Отец
Стоит
мне только вспомнить об отце, как он представляется мне взбирающимся по
лестнице, с оживленным озабоченным лицом и размашистыми движениями,
сопровождаемый несколькими дюжими носильщиками, обремененными тяжелой ношей.
Это
странное представление рождается в мозгу, вероятно, потому, что чаще всего мне
приходилось видеть отца взбирающимся по лестнице, в сопровождении кряхтящих и
ругающихся носильщиков.
Мой отец
был удивительным человеком. Все в нем было какое-то оригинальное, не такое, как
у других… Он знал несколько языков, но это были странные, ненужные никому
другому языки: румынский, турецкий, болгарский, татарский. Ни французского, ни
немецкого он не знал. Имел он голос, но когда пел, ничего нельзя было разобрать
– такой это был густой, низкий голос. Слышалось какое-то удивительное
громыхание и рокот, до того низкий, что казался он выходящим из-под его ног.

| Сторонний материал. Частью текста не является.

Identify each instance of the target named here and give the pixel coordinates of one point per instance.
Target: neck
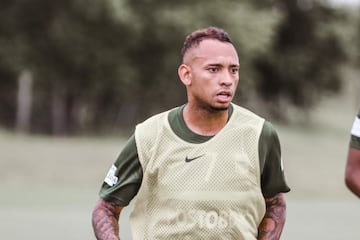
(206, 122)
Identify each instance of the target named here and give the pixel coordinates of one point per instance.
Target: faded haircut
(194, 39)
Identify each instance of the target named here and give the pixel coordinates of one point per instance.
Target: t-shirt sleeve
(123, 180)
(355, 133)
(271, 164)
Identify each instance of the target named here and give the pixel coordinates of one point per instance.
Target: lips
(224, 95)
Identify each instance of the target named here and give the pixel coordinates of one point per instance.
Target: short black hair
(194, 39)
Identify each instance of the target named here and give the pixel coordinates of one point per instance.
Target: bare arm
(105, 220)
(352, 172)
(273, 222)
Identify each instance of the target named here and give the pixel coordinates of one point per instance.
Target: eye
(234, 70)
(213, 69)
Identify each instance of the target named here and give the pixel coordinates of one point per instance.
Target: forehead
(213, 50)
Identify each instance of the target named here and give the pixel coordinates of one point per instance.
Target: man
(206, 170)
(352, 172)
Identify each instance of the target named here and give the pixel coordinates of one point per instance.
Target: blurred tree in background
(74, 66)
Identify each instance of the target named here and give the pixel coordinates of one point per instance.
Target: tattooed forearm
(105, 220)
(273, 222)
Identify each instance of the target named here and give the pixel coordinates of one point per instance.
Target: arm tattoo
(105, 220)
(273, 222)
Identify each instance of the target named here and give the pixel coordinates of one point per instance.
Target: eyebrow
(220, 65)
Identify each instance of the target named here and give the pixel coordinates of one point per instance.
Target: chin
(219, 108)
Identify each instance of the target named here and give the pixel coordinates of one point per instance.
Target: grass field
(49, 185)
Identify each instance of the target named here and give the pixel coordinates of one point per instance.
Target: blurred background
(77, 76)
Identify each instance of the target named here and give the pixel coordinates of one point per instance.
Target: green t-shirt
(355, 133)
(125, 176)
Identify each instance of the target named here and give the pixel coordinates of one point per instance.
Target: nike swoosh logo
(192, 159)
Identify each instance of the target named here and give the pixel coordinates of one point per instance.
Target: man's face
(213, 74)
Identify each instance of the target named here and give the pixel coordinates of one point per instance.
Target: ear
(184, 72)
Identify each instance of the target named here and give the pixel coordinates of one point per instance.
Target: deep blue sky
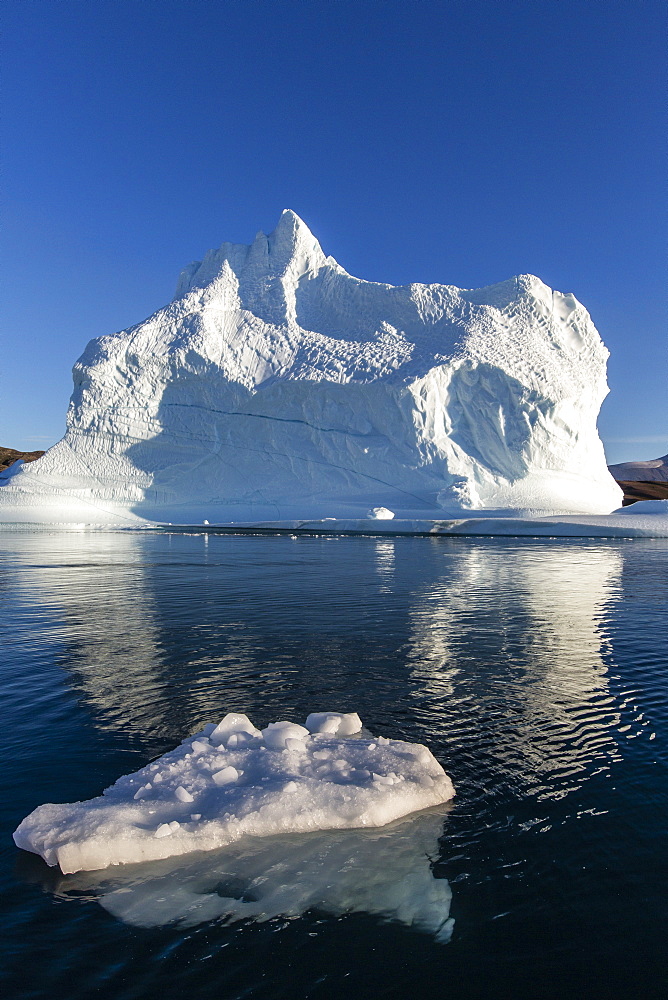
(461, 142)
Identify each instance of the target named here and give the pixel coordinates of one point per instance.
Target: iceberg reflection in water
(384, 872)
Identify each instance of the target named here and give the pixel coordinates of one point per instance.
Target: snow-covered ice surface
(232, 780)
(384, 871)
(275, 386)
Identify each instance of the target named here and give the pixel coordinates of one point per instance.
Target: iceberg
(276, 386)
(386, 872)
(231, 781)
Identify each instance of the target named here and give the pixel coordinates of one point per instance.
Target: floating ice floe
(233, 780)
(384, 872)
(380, 514)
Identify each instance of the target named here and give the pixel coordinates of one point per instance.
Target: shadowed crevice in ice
(386, 873)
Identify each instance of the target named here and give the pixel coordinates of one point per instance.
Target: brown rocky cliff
(9, 455)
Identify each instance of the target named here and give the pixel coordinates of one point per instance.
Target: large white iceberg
(231, 781)
(277, 386)
(386, 872)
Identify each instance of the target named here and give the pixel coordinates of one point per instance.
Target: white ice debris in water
(277, 387)
(386, 872)
(380, 514)
(213, 789)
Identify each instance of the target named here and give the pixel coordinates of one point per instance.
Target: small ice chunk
(295, 745)
(226, 776)
(335, 723)
(380, 514)
(323, 781)
(239, 740)
(233, 722)
(277, 733)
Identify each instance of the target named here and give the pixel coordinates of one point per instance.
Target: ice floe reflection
(384, 872)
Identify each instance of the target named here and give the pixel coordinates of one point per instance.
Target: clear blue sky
(460, 142)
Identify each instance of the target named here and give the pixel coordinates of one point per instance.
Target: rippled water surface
(535, 670)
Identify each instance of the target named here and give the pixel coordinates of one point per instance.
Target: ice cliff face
(276, 385)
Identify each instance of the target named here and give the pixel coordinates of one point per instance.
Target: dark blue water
(535, 671)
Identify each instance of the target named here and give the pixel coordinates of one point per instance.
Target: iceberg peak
(276, 386)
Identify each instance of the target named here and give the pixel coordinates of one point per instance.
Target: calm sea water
(535, 671)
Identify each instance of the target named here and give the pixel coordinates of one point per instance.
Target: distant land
(9, 455)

Любил отец столярные работы – но тоже они были както ни к чему – делал он
только деревянные пароходики. Возился над каждым пароходиком около года, делал
его со всеми деталями, а когда кончал, то, удовлетворенный, говорил:
– Такую
штуку можно продать не меньше чем за пятнадцать рублей!
– А
матерьял стоил тридцать! – подхватывала мать.
– Молчи,
Варя, – говорил отец. – Ты ничего не понимаешь…
– Конечно, –
горько усмехаясь, возражала мать. – Ты много понимаешь…
Главным
занятием отца была торговля. Но здесь он превосходил себя по странности и
ненужности – с коммерческой точки зрения – тех операций, которые в магазине
происходили.
Для отца
не было лучшего удовольствия, как отпустить кому-нибудь товар в долг. Покупатель,
задолжавший отцу, делался его лучшим другом… Отец зазывал его в лавку, поил
чаем, играл с ним в шашки и бывал обижен на мать до глубины души, если она,
узнав об этом, говорила:
– Лучше
бы он деньги отдал, чем в шашки играть.
– Ты
ничего не понимаешь, Варя, – деликатно возражал отец. – Он очень
хороший человек. Две дочери в гимназии учатся. Сам на войне был. Ты бы
послушала, как он о военных порядках рассказывает.
– Да
нам-то что от этого! Мало ли кто был на войне – так всем и давать в долг?
– Ты
ничего не понимаешь, Варя, – печально говорил отец и шел в сарай делать
пароход.
Со мной
у него были хорошие отношения, но характеры мы имели различные. Я не мог понять
его увлечений, скептически относился к пароходам и, когда он подарил мне один
пароход, думая привести этим в восторг, я хладнокровно, со скучающим видом
потрогал какую-то деревянную штучку на носу крошечного судна и отошел.
– Ты
ничего не понимаешь, Васька, – сказал, сконфузившись, отец.
Я любил
книжки, а он купил мне полдюжины какихто голубей-трубачей. Почему я должен был
восхищаться тем, что у них хвосты не плоские, а трубой, до сих пор считаю
невыясненным. Мне приходилось вставать рано утром, давая этим голубям корм и
воду, что вовсе не увлекало меня. Через три-четыре дня я привел в исполнение
адский план – открыл дверцу голубиной будки, думая, что голуби сейчас же улетят.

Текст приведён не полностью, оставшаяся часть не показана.